Sociedade | 17-11-2016 11:52

Tribunal anula mais uma eleição na Caixa Agrícola de Salvaterra de Magos

Juíza ordena que sejam entregues listas de associados com contactos e moradas aos candidatos à direcção

A juíza da secção de comércio de Santarém decidiu dar provimento a uma providência cautelar interposta por um associado da Caixa Agrícola de Salvaterra de Magos e determinou a anulação das eleições para os órgãos directivos, marcadas para dia 3 de Dezembro. Esta é a segunda vez que o tribunal anula eleições na caixa porque a instituição bancária não fornece os dados completos dos associados aos candidatos, para que estes possam formalizar as suas candidaturas.

Desta vez foi o associado João Delgado, que chegou a trabalhar até 2000 como contabilista da caixa, que diz estar impedido de concorrer porque a instituição não lhe fornece as listagens com os nomes e moradas dos associados. Esta listagem é importante porque só assim os interessados nas eleições podem contactar os associados para obterem o apoio escrito de 10 por cento dos associados.
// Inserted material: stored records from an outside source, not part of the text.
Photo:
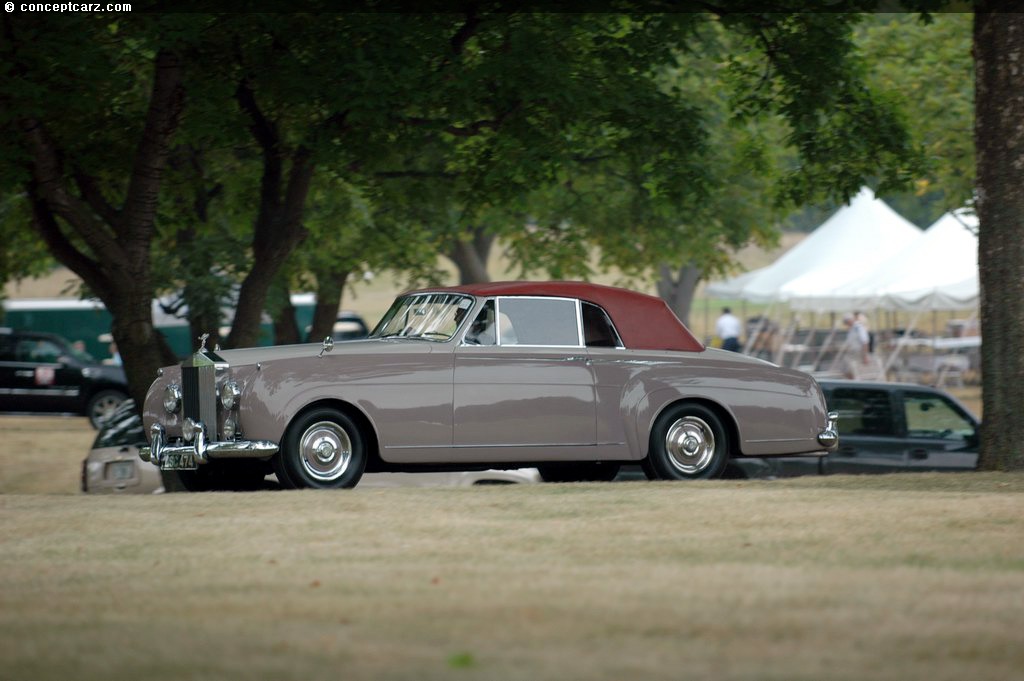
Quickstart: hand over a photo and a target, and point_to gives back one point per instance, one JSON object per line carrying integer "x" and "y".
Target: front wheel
{"x": 687, "y": 442}
{"x": 323, "y": 449}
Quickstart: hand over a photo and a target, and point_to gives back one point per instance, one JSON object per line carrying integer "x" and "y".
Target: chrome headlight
{"x": 188, "y": 429}
{"x": 229, "y": 393}
{"x": 172, "y": 398}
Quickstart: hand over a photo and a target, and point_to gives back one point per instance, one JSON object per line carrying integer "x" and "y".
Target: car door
{"x": 41, "y": 379}
{"x": 522, "y": 381}
{"x": 870, "y": 439}
{"x": 940, "y": 434}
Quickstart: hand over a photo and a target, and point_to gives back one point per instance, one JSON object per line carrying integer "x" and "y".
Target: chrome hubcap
{"x": 690, "y": 444}
{"x": 326, "y": 451}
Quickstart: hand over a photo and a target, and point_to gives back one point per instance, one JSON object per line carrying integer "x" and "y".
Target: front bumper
{"x": 169, "y": 457}
{"x": 828, "y": 437}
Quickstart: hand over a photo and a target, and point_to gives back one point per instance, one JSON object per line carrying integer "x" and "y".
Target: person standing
{"x": 857, "y": 345}
{"x": 727, "y": 328}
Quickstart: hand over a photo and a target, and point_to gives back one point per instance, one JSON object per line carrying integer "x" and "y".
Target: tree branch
{"x": 166, "y": 104}
{"x": 90, "y": 192}
{"x": 61, "y": 248}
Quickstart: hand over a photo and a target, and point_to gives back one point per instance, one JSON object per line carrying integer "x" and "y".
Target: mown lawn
{"x": 901, "y": 577}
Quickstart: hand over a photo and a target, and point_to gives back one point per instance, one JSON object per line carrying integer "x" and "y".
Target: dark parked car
{"x": 349, "y": 326}
{"x": 571, "y": 378}
{"x": 883, "y": 428}
{"x": 113, "y": 465}
{"x": 887, "y": 427}
{"x": 42, "y": 372}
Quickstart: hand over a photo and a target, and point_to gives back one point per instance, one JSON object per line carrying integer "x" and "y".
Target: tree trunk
{"x": 470, "y": 256}
{"x": 678, "y": 291}
{"x": 330, "y": 289}
{"x": 286, "y": 327}
{"x": 115, "y": 262}
{"x": 279, "y": 227}
{"x": 998, "y": 51}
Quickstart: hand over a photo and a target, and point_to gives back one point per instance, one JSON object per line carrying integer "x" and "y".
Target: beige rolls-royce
{"x": 572, "y": 378}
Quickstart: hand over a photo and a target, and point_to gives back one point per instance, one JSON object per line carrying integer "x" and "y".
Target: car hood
{"x": 252, "y": 355}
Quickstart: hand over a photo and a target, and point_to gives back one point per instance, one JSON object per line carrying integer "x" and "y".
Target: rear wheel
{"x": 687, "y": 442}
{"x": 322, "y": 449}
{"x": 574, "y": 471}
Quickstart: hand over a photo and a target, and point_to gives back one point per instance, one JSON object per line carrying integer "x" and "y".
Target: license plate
{"x": 120, "y": 470}
{"x": 178, "y": 462}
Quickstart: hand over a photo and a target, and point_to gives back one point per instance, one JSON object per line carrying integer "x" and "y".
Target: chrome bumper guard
{"x": 828, "y": 437}
{"x": 159, "y": 452}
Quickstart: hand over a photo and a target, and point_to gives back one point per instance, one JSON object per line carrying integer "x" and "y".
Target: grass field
{"x": 901, "y": 577}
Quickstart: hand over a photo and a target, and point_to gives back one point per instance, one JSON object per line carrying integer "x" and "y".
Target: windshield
{"x": 424, "y": 315}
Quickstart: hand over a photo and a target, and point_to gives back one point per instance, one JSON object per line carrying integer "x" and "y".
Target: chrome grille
{"x": 199, "y": 391}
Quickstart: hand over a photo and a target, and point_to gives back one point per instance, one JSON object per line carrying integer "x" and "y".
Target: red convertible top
{"x": 644, "y": 323}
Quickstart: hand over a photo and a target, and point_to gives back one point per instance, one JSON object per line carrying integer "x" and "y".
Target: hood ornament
{"x": 328, "y": 346}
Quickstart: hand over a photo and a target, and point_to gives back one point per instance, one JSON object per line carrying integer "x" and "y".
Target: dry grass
{"x": 902, "y": 577}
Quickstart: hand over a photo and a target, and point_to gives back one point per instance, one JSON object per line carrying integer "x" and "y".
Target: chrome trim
{"x": 229, "y": 394}
{"x": 499, "y": 447}
{"x": 828, "y": 437}
{"x": 172, "y": 391}
{"x": 204, "y": 451}
{"x": 690, "y": 444}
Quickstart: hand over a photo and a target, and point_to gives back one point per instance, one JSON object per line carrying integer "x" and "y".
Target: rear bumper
{"x": 160, "y": 452}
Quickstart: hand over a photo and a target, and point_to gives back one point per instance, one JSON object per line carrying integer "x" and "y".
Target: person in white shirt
{"x": 857, "y": 345}
{"x": 727, "y": 328}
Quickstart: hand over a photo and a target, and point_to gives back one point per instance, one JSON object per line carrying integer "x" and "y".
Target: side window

A juíza deu como provado que João Delgado solicitou as listagens, tendo sido entregue uma relação de 139 páginas apenas com o nome, número de associado e apenas a freguesia onde residem, sendo que alguns dos elementos indicados como associados já faleceram e de entidades ou empresas que já não existem.

Na decisão, a juíza sublinha que é menos gravoso impedir a realização das eleições do que não se garantirem os direitos dos associados, até porque, a realizarem-se as eleições, estas podem vir a ser anuladas posteriormente, com a anulação de todas as decisões tomadas pela direcção, com maiores prejuízos para a instituição. Considera o tribunal que é mais sensato manter a actual direcção até à realização de eleições regulares, com um processo eleitoral que respeite os direitos de todos os associados, do que posteriormente existirem consequências até para a imagem e reputação da caixa.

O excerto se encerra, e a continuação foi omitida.